To assess the condition of the ribs, workers drilled 1 in. diameter holes in them and inserted a borescope. In the process, they discovered that the steel Eads used for the ribs was incredibly hard.
 
“It took the ironworkers more than a day to drill through the steel,” Smith recalls. “It was like drilling through a sledgehammer head.”
 
The borescope inspection revealed that the staves on the interior of the ribswere in surprisingly good condition. The exterior envelope, however, was severely corroded. Workers will repair the envelope by welding plates over the affected areas.
 
The rehabilitation project includes other repairs as well. Various lateral bracing members and fasteners will be replaced, as will the hangers that link the floor system to the upper ribs. Another aspect of the project involves removing the existing coating and repainting the entire superstructure below the lower deck.
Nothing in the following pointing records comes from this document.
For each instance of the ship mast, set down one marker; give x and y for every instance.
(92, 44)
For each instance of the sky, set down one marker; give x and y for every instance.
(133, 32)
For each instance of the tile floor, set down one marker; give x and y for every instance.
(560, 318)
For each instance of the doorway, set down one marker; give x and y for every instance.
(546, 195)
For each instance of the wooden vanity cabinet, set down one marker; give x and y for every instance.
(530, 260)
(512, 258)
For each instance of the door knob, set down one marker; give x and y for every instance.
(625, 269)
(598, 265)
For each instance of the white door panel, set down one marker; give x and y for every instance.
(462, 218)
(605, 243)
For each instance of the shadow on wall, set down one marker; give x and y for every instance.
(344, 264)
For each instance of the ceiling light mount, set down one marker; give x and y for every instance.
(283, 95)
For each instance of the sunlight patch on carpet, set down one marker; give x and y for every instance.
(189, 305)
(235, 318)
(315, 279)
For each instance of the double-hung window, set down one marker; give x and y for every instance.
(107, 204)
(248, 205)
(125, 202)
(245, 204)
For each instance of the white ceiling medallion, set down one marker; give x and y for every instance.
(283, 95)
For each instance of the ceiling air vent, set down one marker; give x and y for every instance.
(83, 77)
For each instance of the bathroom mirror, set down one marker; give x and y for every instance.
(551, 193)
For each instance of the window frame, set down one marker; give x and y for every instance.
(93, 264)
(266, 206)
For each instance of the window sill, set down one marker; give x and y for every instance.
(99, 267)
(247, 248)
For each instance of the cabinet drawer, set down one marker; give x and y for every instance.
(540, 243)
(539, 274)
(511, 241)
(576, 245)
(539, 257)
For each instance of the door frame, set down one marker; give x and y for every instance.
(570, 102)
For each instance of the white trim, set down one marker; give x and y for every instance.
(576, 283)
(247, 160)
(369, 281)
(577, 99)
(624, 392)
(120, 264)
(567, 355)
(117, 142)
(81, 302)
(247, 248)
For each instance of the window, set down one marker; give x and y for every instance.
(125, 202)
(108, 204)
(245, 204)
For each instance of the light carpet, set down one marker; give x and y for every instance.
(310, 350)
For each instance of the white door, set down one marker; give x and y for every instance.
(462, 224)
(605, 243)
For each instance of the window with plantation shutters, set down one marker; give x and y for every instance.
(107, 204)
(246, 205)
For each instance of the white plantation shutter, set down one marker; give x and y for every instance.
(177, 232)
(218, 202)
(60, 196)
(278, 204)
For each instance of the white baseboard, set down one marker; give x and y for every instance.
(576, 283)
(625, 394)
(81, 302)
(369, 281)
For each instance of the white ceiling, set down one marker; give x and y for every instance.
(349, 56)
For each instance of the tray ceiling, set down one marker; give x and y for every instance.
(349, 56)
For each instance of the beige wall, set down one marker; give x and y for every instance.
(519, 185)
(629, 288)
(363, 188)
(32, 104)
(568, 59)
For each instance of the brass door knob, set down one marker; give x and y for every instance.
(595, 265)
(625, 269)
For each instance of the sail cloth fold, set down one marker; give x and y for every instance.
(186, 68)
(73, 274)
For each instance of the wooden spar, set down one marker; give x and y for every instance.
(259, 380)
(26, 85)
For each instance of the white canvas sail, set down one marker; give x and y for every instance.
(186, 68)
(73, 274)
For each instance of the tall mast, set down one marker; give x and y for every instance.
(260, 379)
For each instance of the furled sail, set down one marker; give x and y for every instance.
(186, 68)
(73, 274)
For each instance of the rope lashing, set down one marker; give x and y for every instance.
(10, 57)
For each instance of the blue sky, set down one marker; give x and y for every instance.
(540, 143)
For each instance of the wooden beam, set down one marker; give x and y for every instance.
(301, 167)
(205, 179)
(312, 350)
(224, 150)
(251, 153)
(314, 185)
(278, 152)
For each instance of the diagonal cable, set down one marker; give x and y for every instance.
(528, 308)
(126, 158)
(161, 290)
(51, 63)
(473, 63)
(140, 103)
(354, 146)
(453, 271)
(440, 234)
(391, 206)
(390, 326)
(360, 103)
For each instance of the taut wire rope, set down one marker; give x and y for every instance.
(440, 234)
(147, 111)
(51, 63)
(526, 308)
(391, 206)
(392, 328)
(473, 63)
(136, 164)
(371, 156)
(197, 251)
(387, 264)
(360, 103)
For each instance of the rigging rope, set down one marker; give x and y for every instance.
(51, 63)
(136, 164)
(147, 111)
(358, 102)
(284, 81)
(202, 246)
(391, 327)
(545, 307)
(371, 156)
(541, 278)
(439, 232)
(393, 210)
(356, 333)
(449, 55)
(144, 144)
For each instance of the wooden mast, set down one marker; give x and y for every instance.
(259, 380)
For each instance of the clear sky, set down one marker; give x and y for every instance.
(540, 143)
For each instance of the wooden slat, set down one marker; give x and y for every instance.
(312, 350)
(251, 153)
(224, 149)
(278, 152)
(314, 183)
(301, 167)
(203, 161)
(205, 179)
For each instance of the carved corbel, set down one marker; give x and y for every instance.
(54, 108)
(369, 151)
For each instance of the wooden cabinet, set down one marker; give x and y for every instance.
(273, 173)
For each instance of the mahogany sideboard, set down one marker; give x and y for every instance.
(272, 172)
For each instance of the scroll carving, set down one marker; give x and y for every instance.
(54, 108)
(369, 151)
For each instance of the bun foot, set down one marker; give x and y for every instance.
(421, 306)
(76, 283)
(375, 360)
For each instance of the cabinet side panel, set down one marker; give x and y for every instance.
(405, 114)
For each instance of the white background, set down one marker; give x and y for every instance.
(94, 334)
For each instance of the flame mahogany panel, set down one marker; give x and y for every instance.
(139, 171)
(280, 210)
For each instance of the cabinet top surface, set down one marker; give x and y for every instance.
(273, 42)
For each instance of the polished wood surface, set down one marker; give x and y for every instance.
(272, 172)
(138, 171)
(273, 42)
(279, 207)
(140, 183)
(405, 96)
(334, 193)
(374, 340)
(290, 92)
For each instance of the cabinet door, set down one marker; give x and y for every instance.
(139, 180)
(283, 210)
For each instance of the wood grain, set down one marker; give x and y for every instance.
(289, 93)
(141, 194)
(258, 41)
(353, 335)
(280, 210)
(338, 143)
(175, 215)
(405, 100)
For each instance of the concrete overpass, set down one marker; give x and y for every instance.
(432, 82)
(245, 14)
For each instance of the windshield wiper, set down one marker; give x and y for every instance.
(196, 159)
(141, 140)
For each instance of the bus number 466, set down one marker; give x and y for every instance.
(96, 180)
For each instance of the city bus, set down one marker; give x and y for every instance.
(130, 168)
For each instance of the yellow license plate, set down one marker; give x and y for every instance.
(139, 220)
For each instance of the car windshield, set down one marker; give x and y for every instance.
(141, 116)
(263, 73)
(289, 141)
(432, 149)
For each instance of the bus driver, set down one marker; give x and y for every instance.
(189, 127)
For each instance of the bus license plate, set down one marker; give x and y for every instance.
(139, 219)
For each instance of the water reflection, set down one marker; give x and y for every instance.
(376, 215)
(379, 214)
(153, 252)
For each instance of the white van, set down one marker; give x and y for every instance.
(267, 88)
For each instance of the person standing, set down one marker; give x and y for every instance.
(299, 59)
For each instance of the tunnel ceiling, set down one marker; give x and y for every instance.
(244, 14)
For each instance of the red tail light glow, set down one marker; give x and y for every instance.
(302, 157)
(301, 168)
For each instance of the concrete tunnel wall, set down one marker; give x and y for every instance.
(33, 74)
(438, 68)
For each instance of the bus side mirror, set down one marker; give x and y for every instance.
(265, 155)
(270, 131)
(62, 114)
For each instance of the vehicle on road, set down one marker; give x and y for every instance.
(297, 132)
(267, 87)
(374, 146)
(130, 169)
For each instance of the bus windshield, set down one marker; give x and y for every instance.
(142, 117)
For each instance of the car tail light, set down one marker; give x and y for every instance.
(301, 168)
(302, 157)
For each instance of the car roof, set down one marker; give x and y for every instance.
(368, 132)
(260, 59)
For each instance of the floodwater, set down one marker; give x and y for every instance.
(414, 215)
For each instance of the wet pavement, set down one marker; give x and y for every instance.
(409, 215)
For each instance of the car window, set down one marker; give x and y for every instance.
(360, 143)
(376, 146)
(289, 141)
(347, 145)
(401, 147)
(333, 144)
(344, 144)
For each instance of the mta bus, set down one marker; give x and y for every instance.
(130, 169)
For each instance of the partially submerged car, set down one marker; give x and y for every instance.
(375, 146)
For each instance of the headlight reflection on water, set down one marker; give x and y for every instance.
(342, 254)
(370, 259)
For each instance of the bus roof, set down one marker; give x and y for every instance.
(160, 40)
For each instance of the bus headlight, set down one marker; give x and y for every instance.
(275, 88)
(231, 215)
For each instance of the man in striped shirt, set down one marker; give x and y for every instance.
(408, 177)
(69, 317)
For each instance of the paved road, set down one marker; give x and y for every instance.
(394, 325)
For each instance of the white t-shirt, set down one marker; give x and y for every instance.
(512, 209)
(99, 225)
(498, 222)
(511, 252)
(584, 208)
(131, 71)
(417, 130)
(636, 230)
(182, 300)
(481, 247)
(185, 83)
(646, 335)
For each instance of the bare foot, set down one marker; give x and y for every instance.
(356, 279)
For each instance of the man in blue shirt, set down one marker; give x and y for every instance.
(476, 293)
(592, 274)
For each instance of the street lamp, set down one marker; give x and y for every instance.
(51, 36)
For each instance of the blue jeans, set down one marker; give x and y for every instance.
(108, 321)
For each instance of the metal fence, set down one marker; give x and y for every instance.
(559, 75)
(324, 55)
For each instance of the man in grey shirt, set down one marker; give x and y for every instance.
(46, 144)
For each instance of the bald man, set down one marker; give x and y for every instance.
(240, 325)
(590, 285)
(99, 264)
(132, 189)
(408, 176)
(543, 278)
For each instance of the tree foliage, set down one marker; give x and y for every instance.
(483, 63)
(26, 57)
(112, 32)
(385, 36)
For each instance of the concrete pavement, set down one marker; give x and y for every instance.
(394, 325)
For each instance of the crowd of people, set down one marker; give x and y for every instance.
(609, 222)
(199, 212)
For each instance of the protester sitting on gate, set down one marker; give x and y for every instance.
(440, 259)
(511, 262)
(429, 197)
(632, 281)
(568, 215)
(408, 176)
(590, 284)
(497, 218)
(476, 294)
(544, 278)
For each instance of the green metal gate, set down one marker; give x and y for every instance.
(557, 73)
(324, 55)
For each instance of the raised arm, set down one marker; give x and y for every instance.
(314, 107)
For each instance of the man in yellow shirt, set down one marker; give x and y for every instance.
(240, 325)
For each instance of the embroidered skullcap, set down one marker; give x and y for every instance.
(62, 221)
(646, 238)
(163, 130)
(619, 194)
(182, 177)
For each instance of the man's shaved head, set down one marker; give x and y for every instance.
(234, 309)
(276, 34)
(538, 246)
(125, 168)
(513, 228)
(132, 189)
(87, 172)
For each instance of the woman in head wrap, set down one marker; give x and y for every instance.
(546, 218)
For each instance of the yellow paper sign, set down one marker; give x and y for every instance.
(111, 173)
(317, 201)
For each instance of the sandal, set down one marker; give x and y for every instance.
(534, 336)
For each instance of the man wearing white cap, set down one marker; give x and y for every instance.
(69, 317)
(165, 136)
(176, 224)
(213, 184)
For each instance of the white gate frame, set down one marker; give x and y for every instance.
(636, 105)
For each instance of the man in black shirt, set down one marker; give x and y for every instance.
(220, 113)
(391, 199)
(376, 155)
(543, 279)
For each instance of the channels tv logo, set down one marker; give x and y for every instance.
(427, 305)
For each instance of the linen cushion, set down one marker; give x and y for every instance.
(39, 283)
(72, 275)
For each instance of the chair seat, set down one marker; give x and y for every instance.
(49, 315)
KTA-Tator, Inc., of Pittsburgh, designed the new coating system.
 
Analyzing the loads that would be imposed on the bridge during construction was vital to a successful start for the project. Because the structure is so complex, the task was unusually time consuming, requiring several months to complete, says Bakarich.
 
“This is a really complicated bridge with a lot of different load paths,” he explains. “It was a huge challenge working through the various load combinations that would be in place during construction and making sure that we were not going to overstress any element of the bridge.”
 
To accomplish the task, TranSystems employed STAAD.Pro software, developed by Bentley Systems, Inc., of Exton, Pennsylvania, to create a three dimensional model of the bridge’s center span. The model was used to calculate the stresses that construction loads would impose on each of the arch ribs.
 
These stresses, in conjunction with historical estimates of the ribs’ material properties, yielded a load rating that was found to be acceptable. The model will also make it possible to carry out further analysis in the event that any material defects are discovered during construction,
Smith notes.
 
The $36.3-million construction contract was awarded to the St. Louis Bridge Construction Company, which began demolishing the floor system in December.
 
Thomas Industrial Coatings, also based in St. Louis, will paint the bridge. The project, which is funded in part by federal grants obtained through the American Recovery and Reinvestment Act of 2009, is scheduled for completion in late 2015.